Anticancer activity of cryptotanshinone on acute lymphoblastic leukemia cells.

Cryptotanshinone, a well-known diterpene quinone from a widely used traditional Chinese herb named Salvia miltiorrhiza, has been reported for its therapeutical potentials on diverse activities. In this study, pharmacological effects of cryptotanshinone on acute lymphoblastic leukemia cells were investigated. IC50 values of 5.0 and 4.8 were obtained in CEM/ADR5000 and CCRF-CEM. Microarray-based mRNA expression revealed that cryptotanshinone regulated genes associated with cell cycle, DNA damage, reactive oxygen species (ROS), NFκB signaling and cellular movement. The involvement of these pathways in the mode of action of cryptotanshinone was subsequently validated by additional independent in vitro studies. Cryptotanshinone stimulated ROS generation and induced DNA damage. It arrested cells in G2/M phase of the cell cycle and induced apoptosis as measured by annexin V-FITC-conjugating fluorescence.
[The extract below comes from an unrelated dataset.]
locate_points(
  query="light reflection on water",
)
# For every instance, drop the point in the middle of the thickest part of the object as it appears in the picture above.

The induction of the intrinsic apoptotic pathway by cryptotanshinone was proved by loss of mitochondrial membrane potential and increased cleavage of caspase 3/7, caspase 9 and poly ADP ribose polymerase (PARP). DNA-binding motif analysis of the microarray-retrieved deregulated genes in the promoter region revealed NFκB as potential transcription factor involved in cryptotanshinone's mode of action. Molecular docking and Western blotting provided supportive evidence, suggesting that cryptotanshinone binds to IKK-β and inhibits the translocation of p65 from the cytosol to the nucleus. In addition, cryptotanshinone inhibited cellular movement as shown by a fibronectin-based cellular adhesion assay, indicating that this compound exerts anti-invasive features. In conclusion, cryptotanshinone exerts profound cytotoxicity, which is caused by multispecific modes of actions, including G2/M arrest, apoptosis and inhibition of cellular movement. The inhibitory activities of this compound may be explained by inhibition of NFκB, which orchestrates all these mechanisms.